High-occupancy toll lanes can be a piece of the congestion puzzle

Some like it HOT: High-occupancy toll lanes can be a piece of the congestion puzzle

Climate and Energy Livable Cities Pollution

Last month, Toronto’s plan to implement road tolls on two of its major roads were rejected by the provincial government. It’s not back to square one, however: programs to combat congestion in the GTA continue to grow. Today, as part of a series based on our 2015 report on congestion pricing, we’re discussing high-occupancy toll (HOT) lanes, which Toronto is currently piloting.

Go with the flow

High-occupancy toll (HOT) lanes impose a price on one or more lanes on a road. Their use is entirely optional, which differentiates them from single-entity and zone-based pricing systems. HOT lanes are generally either converted high-occupancy vehicle (HOV) lanes or add-ons to existing highway networks. Whereas HOV lanes are generally restricted to buses and passenger vehicles with multiple occupants, any driver can pay a toll to use a HOT lane. Pricing for HOT lanes is typically either dynamic (responding to usage rates in real time) or variable (set prices that change at set times throughout the day).

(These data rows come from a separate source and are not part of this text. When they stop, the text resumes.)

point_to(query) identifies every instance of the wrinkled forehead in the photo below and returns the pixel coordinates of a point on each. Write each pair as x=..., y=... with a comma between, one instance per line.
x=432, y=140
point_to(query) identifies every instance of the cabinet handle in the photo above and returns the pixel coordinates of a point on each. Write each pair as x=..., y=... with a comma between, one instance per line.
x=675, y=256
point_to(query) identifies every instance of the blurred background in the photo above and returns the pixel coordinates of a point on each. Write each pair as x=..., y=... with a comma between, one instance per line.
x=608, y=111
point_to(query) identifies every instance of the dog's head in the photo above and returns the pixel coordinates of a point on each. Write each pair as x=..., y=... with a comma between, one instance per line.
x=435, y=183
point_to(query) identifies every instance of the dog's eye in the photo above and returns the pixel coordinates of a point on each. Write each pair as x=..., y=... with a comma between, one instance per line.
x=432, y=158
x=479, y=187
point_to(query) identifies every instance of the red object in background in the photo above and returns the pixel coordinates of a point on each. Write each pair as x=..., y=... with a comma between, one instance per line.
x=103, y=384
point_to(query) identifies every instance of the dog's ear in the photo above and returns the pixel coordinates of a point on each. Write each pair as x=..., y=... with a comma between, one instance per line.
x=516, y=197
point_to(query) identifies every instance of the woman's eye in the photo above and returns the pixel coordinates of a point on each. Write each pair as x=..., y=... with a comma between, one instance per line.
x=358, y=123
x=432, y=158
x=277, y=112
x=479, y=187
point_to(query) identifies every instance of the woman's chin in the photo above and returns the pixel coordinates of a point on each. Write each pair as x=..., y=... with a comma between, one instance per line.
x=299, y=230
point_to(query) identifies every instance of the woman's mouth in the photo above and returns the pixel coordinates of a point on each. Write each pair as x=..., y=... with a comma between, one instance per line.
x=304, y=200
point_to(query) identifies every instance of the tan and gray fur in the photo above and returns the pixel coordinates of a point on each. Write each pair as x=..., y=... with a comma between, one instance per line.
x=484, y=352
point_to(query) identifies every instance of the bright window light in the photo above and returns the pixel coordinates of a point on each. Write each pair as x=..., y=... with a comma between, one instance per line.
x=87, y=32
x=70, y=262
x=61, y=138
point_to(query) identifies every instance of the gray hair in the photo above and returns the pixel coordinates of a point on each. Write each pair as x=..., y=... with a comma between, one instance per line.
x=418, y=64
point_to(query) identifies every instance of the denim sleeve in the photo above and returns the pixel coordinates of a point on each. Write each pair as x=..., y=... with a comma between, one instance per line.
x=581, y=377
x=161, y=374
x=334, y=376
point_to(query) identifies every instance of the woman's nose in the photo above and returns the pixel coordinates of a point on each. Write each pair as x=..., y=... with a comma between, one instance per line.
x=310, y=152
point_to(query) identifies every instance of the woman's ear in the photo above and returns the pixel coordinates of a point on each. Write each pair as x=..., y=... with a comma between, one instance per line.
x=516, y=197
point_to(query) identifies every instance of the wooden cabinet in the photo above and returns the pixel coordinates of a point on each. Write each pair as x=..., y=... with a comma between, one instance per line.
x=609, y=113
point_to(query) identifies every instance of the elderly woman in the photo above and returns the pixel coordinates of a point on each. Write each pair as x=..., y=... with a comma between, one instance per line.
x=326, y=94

In 2016, Toronto launched a HOT lane pilot project on sections of the Queen Elizabeth Way. The city will issue a total of 1,000 vehicle permits via a lottery system every three months, which will cost $180 for the period. Public buses and electric vehicles with green license plates can access the lane for free, as can cars, motorcycles, vans and trucks with at least two occupants. Only those that plan on driving solo down the QEW need a permit. In exchange, they can expect to save time on their daily commute.

Toronto is the first Canadian city to test the waters on HOT lanes. The scope of their program is limited, more a way to gauge the appetite for permits than a comprehensive pricing policy to curb congestion.

HOT, south of the border

There are plenty of smartly designed HOT lane programs from which Toronto and other Canadian cities can learn. One of the best examples is in Minnesota. Back in 2005, the North Star State launched the MnPASS system, one of the world’s first dynamically priced HOT lanes. The project made use of already-built infrastructure, converting underused HOV lanes into HOT lanes. The program has several objectives, including reducing congestion, increasing road capacity, reducing the need for new infrastructure, improving use of public transit, and increasing carpooling.

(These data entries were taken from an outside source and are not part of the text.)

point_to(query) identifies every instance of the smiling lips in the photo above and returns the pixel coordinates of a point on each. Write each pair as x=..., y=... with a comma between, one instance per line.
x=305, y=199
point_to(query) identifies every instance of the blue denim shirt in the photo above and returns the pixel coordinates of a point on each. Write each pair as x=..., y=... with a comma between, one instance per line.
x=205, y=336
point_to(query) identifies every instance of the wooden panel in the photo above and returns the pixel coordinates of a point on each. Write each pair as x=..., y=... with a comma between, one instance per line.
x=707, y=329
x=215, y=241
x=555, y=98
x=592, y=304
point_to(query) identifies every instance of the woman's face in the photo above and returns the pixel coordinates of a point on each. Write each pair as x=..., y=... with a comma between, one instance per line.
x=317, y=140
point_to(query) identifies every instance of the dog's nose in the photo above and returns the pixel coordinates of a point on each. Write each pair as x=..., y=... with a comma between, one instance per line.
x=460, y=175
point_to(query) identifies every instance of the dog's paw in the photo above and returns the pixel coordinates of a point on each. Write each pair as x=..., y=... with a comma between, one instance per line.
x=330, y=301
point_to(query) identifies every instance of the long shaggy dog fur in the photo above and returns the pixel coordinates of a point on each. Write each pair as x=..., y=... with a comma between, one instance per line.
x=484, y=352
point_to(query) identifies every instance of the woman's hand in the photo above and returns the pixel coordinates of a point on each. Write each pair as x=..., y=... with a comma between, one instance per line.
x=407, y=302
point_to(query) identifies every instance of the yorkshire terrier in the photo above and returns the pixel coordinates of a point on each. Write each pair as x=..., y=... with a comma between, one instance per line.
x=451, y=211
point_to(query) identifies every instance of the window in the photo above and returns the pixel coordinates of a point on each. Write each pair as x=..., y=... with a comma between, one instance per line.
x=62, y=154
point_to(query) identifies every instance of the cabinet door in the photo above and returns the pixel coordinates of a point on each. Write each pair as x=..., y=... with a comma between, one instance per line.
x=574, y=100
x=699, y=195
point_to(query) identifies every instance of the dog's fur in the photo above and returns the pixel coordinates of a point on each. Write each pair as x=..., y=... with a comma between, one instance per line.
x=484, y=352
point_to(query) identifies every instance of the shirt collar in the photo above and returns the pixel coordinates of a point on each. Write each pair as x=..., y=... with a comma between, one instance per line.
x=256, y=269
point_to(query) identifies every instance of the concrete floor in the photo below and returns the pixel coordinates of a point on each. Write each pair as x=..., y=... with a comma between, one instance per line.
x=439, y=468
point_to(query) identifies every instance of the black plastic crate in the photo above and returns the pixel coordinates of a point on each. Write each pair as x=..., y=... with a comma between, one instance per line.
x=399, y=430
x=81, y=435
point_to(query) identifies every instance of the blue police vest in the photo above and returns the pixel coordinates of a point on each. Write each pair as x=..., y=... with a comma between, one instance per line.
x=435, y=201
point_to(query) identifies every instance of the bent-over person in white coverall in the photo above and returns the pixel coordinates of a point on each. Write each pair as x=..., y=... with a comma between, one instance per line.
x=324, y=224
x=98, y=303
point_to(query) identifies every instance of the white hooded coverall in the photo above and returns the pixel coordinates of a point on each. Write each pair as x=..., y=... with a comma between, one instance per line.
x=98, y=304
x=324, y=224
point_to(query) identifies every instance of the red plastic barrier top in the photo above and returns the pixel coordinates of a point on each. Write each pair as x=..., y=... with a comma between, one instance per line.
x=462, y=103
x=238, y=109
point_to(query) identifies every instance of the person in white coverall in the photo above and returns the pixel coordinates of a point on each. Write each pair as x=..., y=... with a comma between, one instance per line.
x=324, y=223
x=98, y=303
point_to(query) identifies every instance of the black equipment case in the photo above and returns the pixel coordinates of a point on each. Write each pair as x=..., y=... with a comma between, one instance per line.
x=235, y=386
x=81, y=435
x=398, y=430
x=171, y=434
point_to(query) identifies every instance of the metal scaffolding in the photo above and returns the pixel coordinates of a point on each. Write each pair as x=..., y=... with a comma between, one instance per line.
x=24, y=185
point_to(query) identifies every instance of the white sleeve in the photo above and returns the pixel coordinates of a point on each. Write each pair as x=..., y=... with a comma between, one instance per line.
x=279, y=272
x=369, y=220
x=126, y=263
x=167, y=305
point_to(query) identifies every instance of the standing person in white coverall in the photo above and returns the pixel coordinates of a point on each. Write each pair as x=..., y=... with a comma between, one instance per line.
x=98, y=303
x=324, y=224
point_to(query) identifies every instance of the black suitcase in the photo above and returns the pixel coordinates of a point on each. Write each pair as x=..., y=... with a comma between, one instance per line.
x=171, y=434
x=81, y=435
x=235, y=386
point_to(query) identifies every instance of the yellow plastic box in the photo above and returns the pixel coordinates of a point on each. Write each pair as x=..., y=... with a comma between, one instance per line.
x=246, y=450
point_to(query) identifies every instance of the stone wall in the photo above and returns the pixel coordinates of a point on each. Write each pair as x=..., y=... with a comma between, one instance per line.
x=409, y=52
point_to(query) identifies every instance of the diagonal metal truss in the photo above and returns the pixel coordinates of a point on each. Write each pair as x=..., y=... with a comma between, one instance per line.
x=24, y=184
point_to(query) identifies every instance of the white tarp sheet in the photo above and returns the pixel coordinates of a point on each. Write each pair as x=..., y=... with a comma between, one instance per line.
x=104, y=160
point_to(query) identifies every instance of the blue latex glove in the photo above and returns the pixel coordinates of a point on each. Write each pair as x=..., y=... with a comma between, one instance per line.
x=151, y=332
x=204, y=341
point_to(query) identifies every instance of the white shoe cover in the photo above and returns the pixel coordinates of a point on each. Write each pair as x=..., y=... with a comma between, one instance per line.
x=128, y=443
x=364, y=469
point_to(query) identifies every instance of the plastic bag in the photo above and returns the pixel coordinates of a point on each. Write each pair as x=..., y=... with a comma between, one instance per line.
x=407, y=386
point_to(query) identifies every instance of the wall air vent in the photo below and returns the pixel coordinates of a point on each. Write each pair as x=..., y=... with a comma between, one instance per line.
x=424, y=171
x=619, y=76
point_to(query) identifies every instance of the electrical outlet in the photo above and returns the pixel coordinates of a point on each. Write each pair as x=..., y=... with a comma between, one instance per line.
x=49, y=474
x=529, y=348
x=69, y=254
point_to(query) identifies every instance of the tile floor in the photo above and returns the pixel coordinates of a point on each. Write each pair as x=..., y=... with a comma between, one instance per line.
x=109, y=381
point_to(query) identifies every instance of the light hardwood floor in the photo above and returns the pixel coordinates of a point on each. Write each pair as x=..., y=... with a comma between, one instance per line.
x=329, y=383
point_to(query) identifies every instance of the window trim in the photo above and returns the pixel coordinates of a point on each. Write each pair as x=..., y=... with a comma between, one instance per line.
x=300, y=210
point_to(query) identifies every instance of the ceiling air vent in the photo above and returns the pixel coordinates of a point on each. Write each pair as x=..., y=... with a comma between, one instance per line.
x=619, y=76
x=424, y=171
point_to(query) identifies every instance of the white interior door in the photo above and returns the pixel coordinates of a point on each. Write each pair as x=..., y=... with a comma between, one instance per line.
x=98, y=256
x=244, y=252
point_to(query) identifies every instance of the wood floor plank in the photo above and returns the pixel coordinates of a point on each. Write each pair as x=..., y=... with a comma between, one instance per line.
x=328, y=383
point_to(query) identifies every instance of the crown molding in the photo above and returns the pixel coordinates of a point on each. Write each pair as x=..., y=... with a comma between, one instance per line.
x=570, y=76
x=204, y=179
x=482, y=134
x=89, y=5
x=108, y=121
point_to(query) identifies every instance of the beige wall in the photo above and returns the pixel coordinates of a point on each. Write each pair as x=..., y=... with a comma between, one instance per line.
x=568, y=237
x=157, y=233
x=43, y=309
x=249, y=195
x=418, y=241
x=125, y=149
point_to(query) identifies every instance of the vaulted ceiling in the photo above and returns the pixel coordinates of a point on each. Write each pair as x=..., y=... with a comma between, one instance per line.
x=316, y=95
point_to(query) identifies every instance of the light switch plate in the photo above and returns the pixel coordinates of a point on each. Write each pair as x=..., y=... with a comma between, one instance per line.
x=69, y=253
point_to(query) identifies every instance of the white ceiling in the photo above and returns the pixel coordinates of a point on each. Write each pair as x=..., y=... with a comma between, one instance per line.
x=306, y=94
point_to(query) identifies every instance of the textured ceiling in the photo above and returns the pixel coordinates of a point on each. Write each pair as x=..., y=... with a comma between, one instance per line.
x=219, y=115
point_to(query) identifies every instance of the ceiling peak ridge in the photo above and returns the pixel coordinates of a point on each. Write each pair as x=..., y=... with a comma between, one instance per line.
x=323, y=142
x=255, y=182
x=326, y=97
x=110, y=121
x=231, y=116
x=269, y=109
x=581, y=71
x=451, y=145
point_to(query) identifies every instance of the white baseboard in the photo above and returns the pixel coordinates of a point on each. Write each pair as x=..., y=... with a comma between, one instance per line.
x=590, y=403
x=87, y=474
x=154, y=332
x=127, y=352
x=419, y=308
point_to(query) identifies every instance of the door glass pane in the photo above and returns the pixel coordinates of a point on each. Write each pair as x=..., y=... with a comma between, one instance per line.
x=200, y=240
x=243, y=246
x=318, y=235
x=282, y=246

MnPASS tolls are dynamic and change every three minutes depending on traffic volume and speed. They range from $0.25 to $8.00 but average about $1.50 to $2.00 per trip. Buses, motorcycles and carpools access the MnPASS HOT lanes for free. Single-occupancy vehicles must sign up for an account and pay a transponder lease fee of $1.25 per month. In exchange for these fees, Minnesotan commuters are guaranteed that the MnPASS lanes will flow at over 60 mph (97 km/h) during peak-travel times.

The MnPASS system has proven moderately effective at reducing congestion. Traffic speeds in adjacent general purpose lanes increased by a modest 6%, and total corridor throughput during peak hours increased by 5% on I-394, while traffic throughput on other non-MnPASS corridors decreased slightly.

Minnesotans appear to be on board as well. The total number of trips using MnPASS HOT lanes nearly doubled between 2009 and 2013. In a user survey, respondents were asked to select the best things about traveling in the MnPASS toll lanes, with multiple selections optional. Ninety-three percent of respondents identified time savings; 69 percent for less traffic; 69 percent for ability to travel faster; 60 percent said reduced stress, and 50 percent said ease and convenience.

The intent of the MnPASS system was to improve congestion. Revenues were modest, but the price points were still sufficient to cover operating and enforcement costs. Surplus revenues are used to improve the highway and provide additional capital for public transit projects.

Taking the heat off

Congestion pricing will remove some cars from the road, and the revenues can remove even more cars if they are directed towards increasing the availability of alternative transportation options. Tolls also free up municipal tax dollars to be spent on other high priority areas. In a sprawling city with a modest public transit system, they can improve mobility, save everyone time, reduce costs, generate revenue, help with upkeep of roads and improve the availability of substitute modes of transportation.

HOT lanes are an outlier in the congestion pricing universe. They are unique in that drivers can opt in, and those who do not wish to use them can drive as usual, no hassle, which addresses the issue of equity. HOT lanes can also be combined with other congestion programs to create a two-tiered pricing structure. However, given their limited scope, HOT lanes are often less effective at reducing congestion than more comprehensive forms of congestion pricing. Indeed, this may be part of the appeal to some drivers; they don’t force anyone to pay a toll.

HOT lanes could be a foot in the door to introduce commuters to the benefits of a congestion pricing program that’s purely voluntary. But if the ultimate goal is addressing congestion, HOT lanes may be only be part of the solution.